Here, in Silicon Valley, I’ve noticed that we like to talk a lot about values and culture.

Yet many of these discussions make a very dangerous mistake: They attempt to justify values and culture based on business performance.

This is a very natural impulse.  When I’m trying to persuade people, I always try to speak their language.  Most business people feel most comfortable when decisions are phrased in terms of profit and loss, rather than right or wrong.  (In fact, in business, talking about right and wrong can earn you dubious glances; at best, hard-charging managers are instructed not to break the law)

Yet using utilitarian arguments to support a matter of principle represents a fundamental disconnect.

In his book, The Joy of Work, AES CEO Dennis Bakke wrote, “I kept saying that our values were not responsible for the run-up in our share price and should not be blamed for any down-turns in the future.”
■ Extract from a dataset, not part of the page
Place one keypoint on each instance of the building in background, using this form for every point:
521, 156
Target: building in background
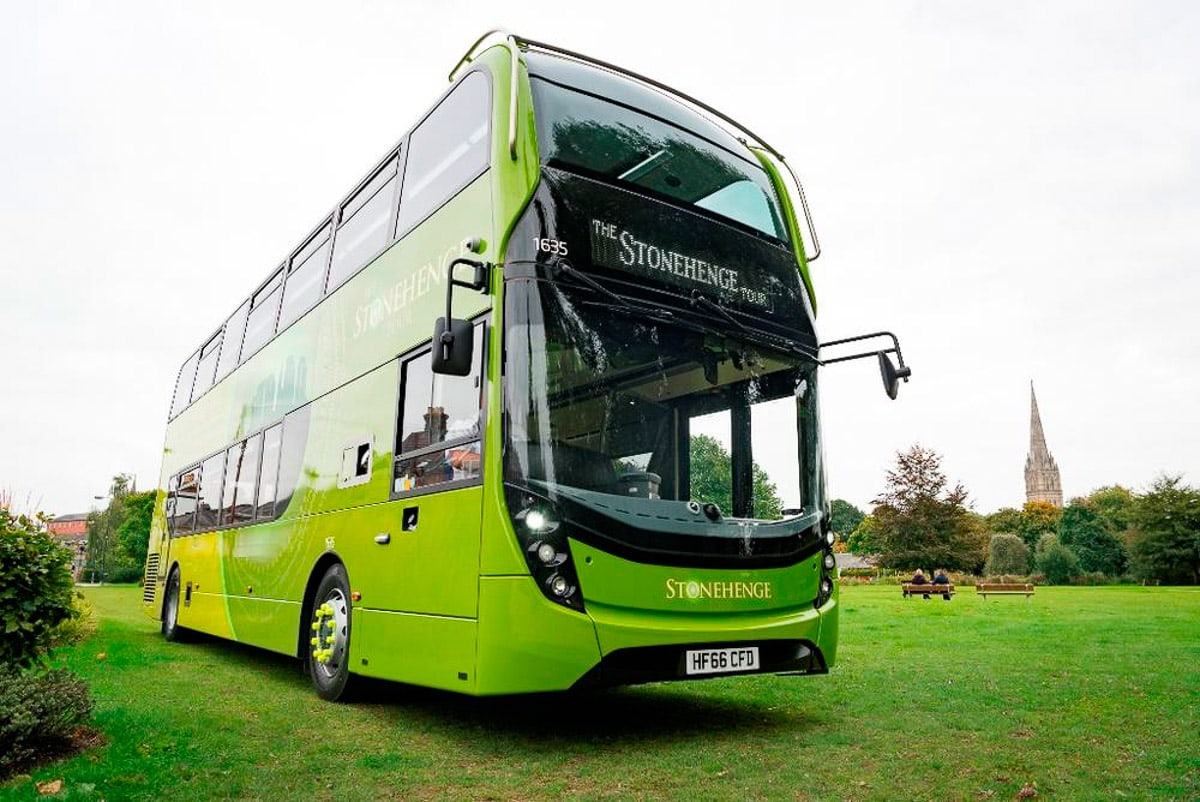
1042, 479
72, 532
I’ve always heard that when the 2008 crisis hit, Zappos’ investors told Tony Hsieh that while his emphasis on values and culture worked during good times, now that the business was struggling, he needed to ditch them and focus on the bottom line.  His response was to sell Zappos to Amazon, since Jeff Bezos wanted Zappos for its culture, and promised to take a hands-off approach.

As a CEO or Founder, you need to decide on your core values and make them non-negotiable.

This represents what I call the “hard boundaries” approach.  It’s a lot easier to enforce a ban on eating bread, than it is to cut your bread consumption by 75%.  Everyone–including yourself–is more likely to respect a hard rather than soft boundary.

Your vacation policy is up for negotiation; your fundamental values are not.

(This post was inspired by an even better post by Joel Gascoigne of Buffer, on his company’s transparency policy).